Das Böse im Fantasy Dragon Age Inquisition

Dabei sind die Perspektiven und Geschichten der „anderen“ wichtig, auch – vielleicht auch gerade – in einem Genre wie Fantasy, das eine lange Tradition von einfachen Unterscheidungen zwischen Freund und Feind hat, selbst in Subgenres wie Dark Fantasy, dessen Geschichten meistens insgesamt düsterer sind, was dazu führt, dass sich viel mehr Figuren in den Grauzonen zwischen Gut und Böse bewegen. Es bleiben aber immer ein paar Figuren, der Perspektive nicht nachvollziehbar ist, die schlicht unumstößlich „böse“ sind. Egal, ob wir jetzt über Joffrey in „Game of Thrones“ bzw. „Das Lied von Eis und Feuer“, Imlerith in „The Witcher 3“ oder Sauron in „Der Herr der Ringe“ sprechen.
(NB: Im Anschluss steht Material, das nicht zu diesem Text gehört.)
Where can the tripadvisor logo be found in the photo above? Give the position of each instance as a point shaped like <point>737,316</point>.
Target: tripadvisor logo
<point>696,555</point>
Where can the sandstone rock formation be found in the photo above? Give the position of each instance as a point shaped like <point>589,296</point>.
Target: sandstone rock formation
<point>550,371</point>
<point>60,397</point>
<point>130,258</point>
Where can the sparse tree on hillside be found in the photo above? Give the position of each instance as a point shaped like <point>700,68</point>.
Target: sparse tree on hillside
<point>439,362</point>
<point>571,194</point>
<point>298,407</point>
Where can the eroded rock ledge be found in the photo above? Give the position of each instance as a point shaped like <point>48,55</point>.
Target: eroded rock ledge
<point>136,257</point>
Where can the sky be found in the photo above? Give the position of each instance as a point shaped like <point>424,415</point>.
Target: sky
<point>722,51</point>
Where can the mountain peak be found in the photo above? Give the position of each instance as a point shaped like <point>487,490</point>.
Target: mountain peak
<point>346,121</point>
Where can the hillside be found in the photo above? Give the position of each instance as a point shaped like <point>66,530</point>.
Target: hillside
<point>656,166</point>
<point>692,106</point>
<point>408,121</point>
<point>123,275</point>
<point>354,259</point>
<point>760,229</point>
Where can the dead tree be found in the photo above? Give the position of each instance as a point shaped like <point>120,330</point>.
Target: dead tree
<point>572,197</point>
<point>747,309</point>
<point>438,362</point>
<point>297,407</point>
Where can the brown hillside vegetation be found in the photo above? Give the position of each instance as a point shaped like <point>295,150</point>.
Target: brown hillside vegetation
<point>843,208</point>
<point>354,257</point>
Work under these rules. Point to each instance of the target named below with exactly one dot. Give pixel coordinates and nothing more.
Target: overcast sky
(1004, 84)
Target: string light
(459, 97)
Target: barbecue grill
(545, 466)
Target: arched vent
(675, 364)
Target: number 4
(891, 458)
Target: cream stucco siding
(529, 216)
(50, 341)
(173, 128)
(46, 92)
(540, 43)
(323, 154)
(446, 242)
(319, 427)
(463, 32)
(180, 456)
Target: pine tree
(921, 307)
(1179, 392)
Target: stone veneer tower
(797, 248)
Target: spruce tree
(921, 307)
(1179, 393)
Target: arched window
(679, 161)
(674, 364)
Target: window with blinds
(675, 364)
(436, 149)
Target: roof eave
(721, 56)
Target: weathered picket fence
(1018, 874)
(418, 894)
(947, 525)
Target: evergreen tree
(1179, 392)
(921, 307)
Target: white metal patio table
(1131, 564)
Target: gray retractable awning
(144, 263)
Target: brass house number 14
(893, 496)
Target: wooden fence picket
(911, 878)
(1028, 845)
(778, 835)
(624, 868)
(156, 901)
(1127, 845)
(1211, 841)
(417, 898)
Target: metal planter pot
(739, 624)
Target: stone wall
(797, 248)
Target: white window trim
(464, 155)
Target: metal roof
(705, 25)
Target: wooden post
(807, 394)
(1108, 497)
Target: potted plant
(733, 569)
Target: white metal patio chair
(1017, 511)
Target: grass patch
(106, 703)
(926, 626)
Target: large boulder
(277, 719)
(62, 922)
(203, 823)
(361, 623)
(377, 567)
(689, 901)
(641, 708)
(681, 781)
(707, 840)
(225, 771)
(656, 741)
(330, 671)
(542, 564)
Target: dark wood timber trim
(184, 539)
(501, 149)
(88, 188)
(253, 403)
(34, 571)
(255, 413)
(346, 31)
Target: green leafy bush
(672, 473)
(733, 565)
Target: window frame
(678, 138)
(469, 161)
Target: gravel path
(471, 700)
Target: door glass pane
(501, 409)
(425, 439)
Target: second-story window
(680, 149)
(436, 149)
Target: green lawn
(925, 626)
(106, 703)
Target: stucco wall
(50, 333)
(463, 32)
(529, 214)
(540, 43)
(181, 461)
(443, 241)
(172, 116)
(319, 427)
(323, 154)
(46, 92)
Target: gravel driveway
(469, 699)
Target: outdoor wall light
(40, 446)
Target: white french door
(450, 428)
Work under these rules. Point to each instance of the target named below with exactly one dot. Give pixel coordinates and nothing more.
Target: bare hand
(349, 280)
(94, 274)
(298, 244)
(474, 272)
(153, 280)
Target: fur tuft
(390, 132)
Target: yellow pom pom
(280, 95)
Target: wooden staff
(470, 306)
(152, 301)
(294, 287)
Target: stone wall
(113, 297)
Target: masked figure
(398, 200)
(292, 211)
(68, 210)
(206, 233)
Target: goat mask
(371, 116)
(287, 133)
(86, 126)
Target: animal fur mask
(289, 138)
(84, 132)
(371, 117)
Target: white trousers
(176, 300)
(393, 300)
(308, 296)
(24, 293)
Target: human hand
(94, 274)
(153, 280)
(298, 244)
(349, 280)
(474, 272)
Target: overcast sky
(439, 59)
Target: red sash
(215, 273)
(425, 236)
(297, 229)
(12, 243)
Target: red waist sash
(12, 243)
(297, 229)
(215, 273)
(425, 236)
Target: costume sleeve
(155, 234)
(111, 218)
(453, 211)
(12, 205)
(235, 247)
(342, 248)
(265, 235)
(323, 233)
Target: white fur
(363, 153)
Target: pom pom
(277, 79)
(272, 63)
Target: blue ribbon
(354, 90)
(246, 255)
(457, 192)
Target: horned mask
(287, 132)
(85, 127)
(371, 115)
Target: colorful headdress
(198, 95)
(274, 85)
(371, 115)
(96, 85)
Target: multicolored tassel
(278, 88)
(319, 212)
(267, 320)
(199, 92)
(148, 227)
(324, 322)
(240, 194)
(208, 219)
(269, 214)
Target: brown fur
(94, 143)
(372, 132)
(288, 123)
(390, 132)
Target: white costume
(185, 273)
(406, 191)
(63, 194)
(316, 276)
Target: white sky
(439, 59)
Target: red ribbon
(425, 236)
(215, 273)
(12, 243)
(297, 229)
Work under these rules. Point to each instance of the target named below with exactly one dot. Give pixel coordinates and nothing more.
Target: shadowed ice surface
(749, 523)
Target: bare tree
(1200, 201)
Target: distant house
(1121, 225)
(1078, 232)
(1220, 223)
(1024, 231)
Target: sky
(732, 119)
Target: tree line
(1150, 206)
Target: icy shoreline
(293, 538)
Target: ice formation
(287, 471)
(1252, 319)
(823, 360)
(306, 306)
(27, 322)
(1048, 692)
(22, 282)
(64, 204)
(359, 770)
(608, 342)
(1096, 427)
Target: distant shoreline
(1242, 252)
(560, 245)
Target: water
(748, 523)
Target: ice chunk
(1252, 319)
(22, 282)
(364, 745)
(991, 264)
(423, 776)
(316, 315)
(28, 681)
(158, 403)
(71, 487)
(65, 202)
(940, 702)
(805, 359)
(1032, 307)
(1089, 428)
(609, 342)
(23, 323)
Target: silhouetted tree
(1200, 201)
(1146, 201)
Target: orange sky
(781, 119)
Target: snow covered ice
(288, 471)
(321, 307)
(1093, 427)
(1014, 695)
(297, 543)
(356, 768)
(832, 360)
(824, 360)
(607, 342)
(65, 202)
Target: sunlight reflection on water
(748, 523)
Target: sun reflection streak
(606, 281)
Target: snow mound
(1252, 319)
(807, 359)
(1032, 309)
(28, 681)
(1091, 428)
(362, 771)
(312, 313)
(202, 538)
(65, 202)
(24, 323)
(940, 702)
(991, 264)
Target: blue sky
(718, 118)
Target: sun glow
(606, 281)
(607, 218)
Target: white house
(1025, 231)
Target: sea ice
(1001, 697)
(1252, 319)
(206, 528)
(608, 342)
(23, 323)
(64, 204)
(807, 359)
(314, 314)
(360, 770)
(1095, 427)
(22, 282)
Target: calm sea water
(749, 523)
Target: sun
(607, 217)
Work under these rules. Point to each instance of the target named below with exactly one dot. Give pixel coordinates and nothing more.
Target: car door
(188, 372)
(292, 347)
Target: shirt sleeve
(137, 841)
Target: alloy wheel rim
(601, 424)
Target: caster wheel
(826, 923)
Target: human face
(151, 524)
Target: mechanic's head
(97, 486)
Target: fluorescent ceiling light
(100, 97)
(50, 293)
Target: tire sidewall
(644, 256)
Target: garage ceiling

Und natürlich braucht eine gute Geschichte einen Antagonisten, aber das bedeutet nicht, dass er nicht nachvollziehbar sein kann. „Das Lied des Blutes“, der erste Teil der „Rabenschatten“-Trilogie von Anthony Ryan, wimmelt nur so vor Antagonisten, die dem Protagonisten Vaelin Steine in den Weg legen, ihn benutzen, erpressen und verkaufen, aber gleichzeitig wird auch immer wieder geschickt ihre Perspektive und ihre Motivation in die Handlung eingewoben. Und auch wenn „The Witcher 3“ auch eine Reihe von abgrundtief „bösen“ Figuren hat, deren Motivation nicht weiter hinterfragt oder einfach unter „Monster, keine Moralvorstellungen“ abgeheftet wird, gibt es ein paar Ecken und Enden, an denen darin diese moralischen Graustufen und Perspektivenwechsel bewusst eingesetzt werden, z.B. beim Plot um den roten Baron. Gerade diese Quest sehe ich zwar aus demselben Grund auch schon wieder kritisch, aber die Idee ist interessant und erfrischend. Und als jemand, der ständig nach mehr Innovation im Fantasy schreit, ist das für mich immerhin ein Anfang.